UW fails to meet licensing committee's April 15 deadline for adidas mediation

UW-Madison announced Friday that the university and adidas will not meet the April 15 deadline for completing mediation set by the Labor Licensing Policy Committee last month.

LLPC members hoped the deadline would pressure UW administration to ensure mediation results in payment to unemployed adidas-contracted workers within 60 days, which is the amount of time Chancellor David Ward initially said the process would last. The university now expects the process to last until mid-June.

Members of the Student Labor Action Coalition said they see the time extension it as a “stall tactic” for the university to continue mediation for more than double the time they initially proposed.

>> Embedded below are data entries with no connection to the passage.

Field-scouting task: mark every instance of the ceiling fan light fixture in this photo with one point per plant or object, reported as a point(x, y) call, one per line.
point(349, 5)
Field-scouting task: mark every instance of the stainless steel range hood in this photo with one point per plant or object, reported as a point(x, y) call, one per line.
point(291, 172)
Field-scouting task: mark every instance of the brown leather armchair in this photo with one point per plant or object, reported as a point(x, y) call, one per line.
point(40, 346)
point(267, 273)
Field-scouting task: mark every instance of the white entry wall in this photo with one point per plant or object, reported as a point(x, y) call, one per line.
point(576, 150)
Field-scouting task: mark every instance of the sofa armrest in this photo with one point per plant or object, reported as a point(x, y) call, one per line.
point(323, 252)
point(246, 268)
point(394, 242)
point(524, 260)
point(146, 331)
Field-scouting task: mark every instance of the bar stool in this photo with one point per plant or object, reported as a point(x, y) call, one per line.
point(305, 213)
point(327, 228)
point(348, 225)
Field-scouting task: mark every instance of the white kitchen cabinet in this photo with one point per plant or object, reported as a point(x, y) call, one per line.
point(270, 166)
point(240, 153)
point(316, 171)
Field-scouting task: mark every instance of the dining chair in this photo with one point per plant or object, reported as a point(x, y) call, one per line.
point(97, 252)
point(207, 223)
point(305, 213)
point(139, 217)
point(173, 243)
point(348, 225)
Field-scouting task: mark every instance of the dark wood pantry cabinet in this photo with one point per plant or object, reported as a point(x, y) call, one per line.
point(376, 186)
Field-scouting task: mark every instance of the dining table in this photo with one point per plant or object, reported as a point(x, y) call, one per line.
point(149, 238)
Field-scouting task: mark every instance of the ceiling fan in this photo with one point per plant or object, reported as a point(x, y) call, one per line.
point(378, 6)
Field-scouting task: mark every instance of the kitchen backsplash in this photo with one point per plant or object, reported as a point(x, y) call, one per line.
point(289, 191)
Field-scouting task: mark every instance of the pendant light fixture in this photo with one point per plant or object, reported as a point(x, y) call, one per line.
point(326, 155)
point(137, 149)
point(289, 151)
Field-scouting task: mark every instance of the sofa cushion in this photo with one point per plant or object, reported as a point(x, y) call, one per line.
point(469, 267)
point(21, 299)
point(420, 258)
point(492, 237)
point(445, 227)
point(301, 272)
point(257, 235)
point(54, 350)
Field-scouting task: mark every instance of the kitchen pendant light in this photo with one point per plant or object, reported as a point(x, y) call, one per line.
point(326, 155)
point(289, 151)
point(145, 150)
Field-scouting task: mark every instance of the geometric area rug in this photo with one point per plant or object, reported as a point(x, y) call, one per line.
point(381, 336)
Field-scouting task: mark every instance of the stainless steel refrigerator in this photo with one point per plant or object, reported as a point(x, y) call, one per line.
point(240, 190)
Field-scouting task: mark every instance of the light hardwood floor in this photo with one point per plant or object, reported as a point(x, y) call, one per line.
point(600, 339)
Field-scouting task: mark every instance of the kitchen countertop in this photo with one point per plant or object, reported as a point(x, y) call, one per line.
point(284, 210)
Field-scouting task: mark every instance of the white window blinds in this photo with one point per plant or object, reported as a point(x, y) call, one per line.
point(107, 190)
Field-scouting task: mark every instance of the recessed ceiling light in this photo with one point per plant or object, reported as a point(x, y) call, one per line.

“This new time that he set for himself will end in the middle of June when of course students are no longer in school so there won’t be anybody here to make sure that he does the right thing,” SLAC Member Lingran Kong said.

However, Vice Chancellor for University Relations Vince Sweeney said the university feels mediation is the best response to the issue, despite the extended time frame.

Chancellor David Ward decided to pursue mediation with adidas to resolve an ongoing dispute over alleged labor action violations by a factory contracted by adidas. Since the factory closed, adidas has refused to pay severance to almost 2,700 unemployed workers.

The unemployed workers in the national Indonesian Textile, Garment and Leather Workers’ Union sent a letter to Ward detailing the consequences of adidas’ refusal to compensate them.

“Many of us have struggled to support our families… We cannot afford to eat three meals a day. We cannot keep up with school fees, which means that our children are not allowed to study and are falling behind,” the Worker’s Union said in the letter.

Given the unemployed workers’ struggle, SLAC has called for Ward to cut ties with adidas. But Ward said he believes mediation is the only way the workers will receive pay.

Support for UW-Madison severing ties with adidas has steadily grown outside of SLAC. Other groups including AFSCME Local 171, which represents blue-collar public UW workers, and the South Central Federation of Labor passed resolutions demanding the university end the partnership. The Teaching Assistants Association will also vote in the coming weeks on the same resolution.

SLAC will hold an informal protest on Bascom Hill from 12 p.m. to 1 p.m. Wednesday.